After a long time not feeding that request, I decided to feed it with an argument that matters for the power surfers more than other probably. Maybe not… there may be some other reasons than mine to do so. I always use 2 browsers at the same time for better compartmentalization of security level. To me, it means using one browser for common surfing and lesser private use and the other for job, banking, buying, etc. It allows better handling of privacy and security.
So, even if only security maniacs like me do so or someone that needs a specific browser to work but doesn’t like it at its usual one. I believe that a solid passwords manager like the one we adore (not to mention it ), should help that kind of use to be easier. If the user only needs to unlock the main application to use it and all the linked extensions, it helps a lot to fasten browsing.

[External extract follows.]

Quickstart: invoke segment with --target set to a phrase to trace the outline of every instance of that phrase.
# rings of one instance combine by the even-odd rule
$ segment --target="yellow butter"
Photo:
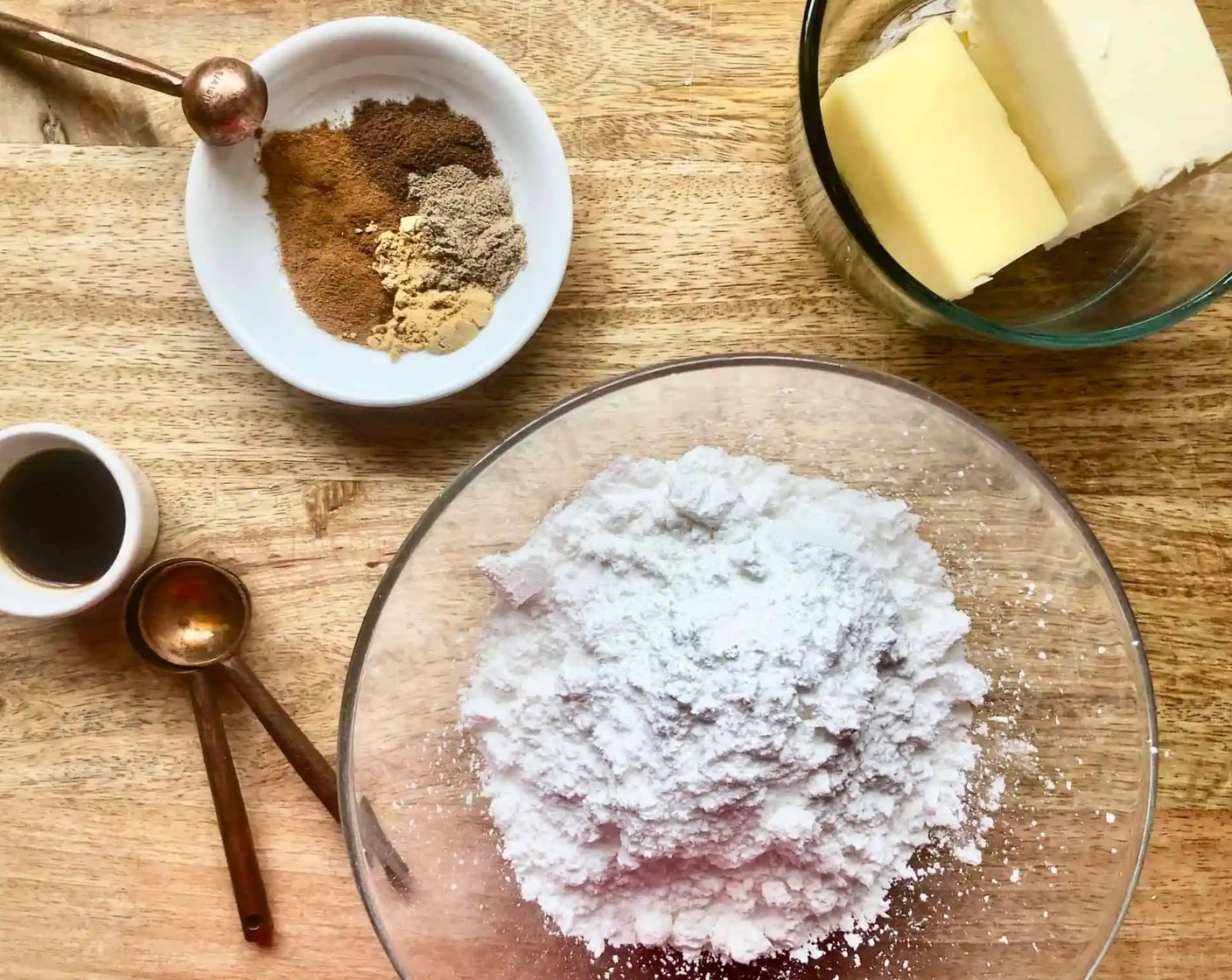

Also, I noticed that there’s a bug with Vivaldi’s browser extension. The Bitwarden’s extension isn’t working flawlessly when it comes to locking (not very cool for security though ). So if the locking happens at the main application, it become less difficult to manage different browsers extensions coding, considering that the differences specific to each browsers wont need a lot of code to adjust.
And, for those who need an extension in a controlled environment where it’s not possible to install the main app, the only thing needed, is to make the extension works in a minimal (to make it lighter and easier to update) or complete autonomous mode when there’s no application to back it.
So, to resume the benefits :
- Stronger security at the OS level than in a browser’s environment for encryption/decyption;
- Faster (only one authentication) and easier unlocking of many instances of Bitwarden;
- Live syncing of the opened instances of the same OS done instantly as they are using the same database;
- Less RAM and CPU needed for all these instance (again, one database opened in RAM);
- Easier use of the OS features for both security and authentication capacities;
- Lesser risks of syncing conflicts;
- Easier and “probably”, lighter coding and updating of the extensions;
- Lighter extension means lighter browser if someone works with a lot of extensions opened;
- Less possibilities that some new flaws in one or many browsers (all Chromium based for example) break the extension’s security by making such flaws weaken Bitwarden’s extension. Less code, less weaknesses;
- and maybe other benefits I just don’t know…
Sure, there’s cons, feel free to share those, but don’t speak about the amount needed as one of these because it can’t be a good reason to make the decision to stop working forward. That way, Bitwarden will miss its purpose for my part.